Dans une projection datant de 2016, la Banque du Japon (BoJ) estime que la dette publique devrait atteindre 600 % à l’horizon 2060. Ce niveau d’endettement n’est pas pour autant un sujet d’inquiétude pour le ministère des Finances, ce en grande partie en raison de l’origine des créanciers. Il faut savoir que si 60 % de la dette publique française est aux mains d’étrangers, cette part ne représente que 6,7 % au Japon. La banque centrale finance en effet 37 % de la dette, les institutions financières 25 %, les assureurs locaux sont présents à hauteur de 22 %, environ 10 % se répartissant sur de petits porteurs. Le Japon est ainsi à l’abri d’une fuite des capitaux étrangers dans l’hypothèse d’une incapacité à rembourser la dette. Depuis 2016, la déflation du Yen imposée par le Premier ministre Shinzo Abe et la baisse de rendement des obligations ne sont pas sans créer le doute dans l’esprit de nombreux japonais. Voir notre article précédent sur l’explosion de la demande japonaise pour le métal jaune.
L’instauration de taux négatifs faisant craindre que cette tendance touche à terme leur épargne personnelle, une partie de la population nippone se tourne logiquement vers le métal jaune. Historiquement peu demandeurs d’or physique, de plus en plus de Japonais préfèrent acheter des coffres-forts pour y stocker leurs économies composées d’or et de liasses de billets. En 5 ans, l’or a ainsi progressé de plus de 43 % sur un marché local nettement plus actif que par le passé. Cet engouement pour l’or n’est évidemment pas du goût du gouvernement et de la banque centrale. Pour certains Japonais, la confiance dans le marché des actions faiblit, certains se souvenant encore de la débâcle des années 90 conduisant de nombreuses familles à la ruine.

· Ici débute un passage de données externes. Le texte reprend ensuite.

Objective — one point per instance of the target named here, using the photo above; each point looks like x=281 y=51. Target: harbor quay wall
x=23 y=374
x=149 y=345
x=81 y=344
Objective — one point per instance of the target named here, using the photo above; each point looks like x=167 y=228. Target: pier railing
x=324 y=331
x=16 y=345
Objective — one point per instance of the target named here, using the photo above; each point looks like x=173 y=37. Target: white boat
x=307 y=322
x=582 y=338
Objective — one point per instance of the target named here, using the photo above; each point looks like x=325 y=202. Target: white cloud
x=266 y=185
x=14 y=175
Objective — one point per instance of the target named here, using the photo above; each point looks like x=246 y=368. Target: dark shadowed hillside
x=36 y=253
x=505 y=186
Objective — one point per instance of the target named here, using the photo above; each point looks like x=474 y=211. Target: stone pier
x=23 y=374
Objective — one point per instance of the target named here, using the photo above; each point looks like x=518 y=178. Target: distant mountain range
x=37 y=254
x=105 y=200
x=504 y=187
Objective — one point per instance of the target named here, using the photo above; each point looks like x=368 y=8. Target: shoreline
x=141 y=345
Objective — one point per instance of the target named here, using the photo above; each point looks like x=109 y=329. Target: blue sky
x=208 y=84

Lire également l’article sur l’intérêt du Japon pour l’achat d’or.
D’après les rapports des douanes japonaises, le nombre de cargaisons d’or frauduleux est passé de moins d’une dizaine en 2014 pour atteindre 2094 en 2016. Souvent associés aux triades chinoises, les yakusas (dans les deux cas des mafias) profitent de cet engouement des Japonais pour l’or. De son côté, le gouvernement tente d’enrayer cette contrebande à coups de mesures visant à inciter les ventes légales d’or. En 2014, la taxe sur les biens et services est par exemple passée de 5 à 8 %, mais peut être récupérée à condition de passer par l’intermédiaire de magasins spécialisés.

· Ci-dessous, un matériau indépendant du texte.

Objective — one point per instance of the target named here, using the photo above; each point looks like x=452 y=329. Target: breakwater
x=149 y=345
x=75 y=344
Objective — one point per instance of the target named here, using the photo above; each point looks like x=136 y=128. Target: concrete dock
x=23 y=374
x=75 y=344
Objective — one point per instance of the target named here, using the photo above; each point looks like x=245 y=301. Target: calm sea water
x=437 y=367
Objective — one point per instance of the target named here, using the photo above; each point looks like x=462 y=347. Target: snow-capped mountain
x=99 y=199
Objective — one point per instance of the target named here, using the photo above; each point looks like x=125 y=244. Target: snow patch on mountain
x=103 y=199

Comme celle américaine, la dette japonaise ne semble pas inquiéter les institutions financières mondiales. Des signes de plus en plus nombreux démontrent qu’il en est tout autrement de la population en proie au doute sur l’avenir de son économie. Dans l’immédiat, le gouvernement japonais tente de canaliser ces inquiétudes par une politique accommodante à l’égard de son secteur bancaire. Il en est ainsi des obligations d’État, qui bien qu’elles ne rapportent rien, ne sont pas inscrites dans la liste des actifs à risque. Cet artifice comptable permet de cette manière de les apporter en garantie sur de nouveaux emprunts. Combien de temps dureront ces situations ubuesques ? Sans doute jusqu’au prochain naufrage financier, une fois de plus supporté par les populations.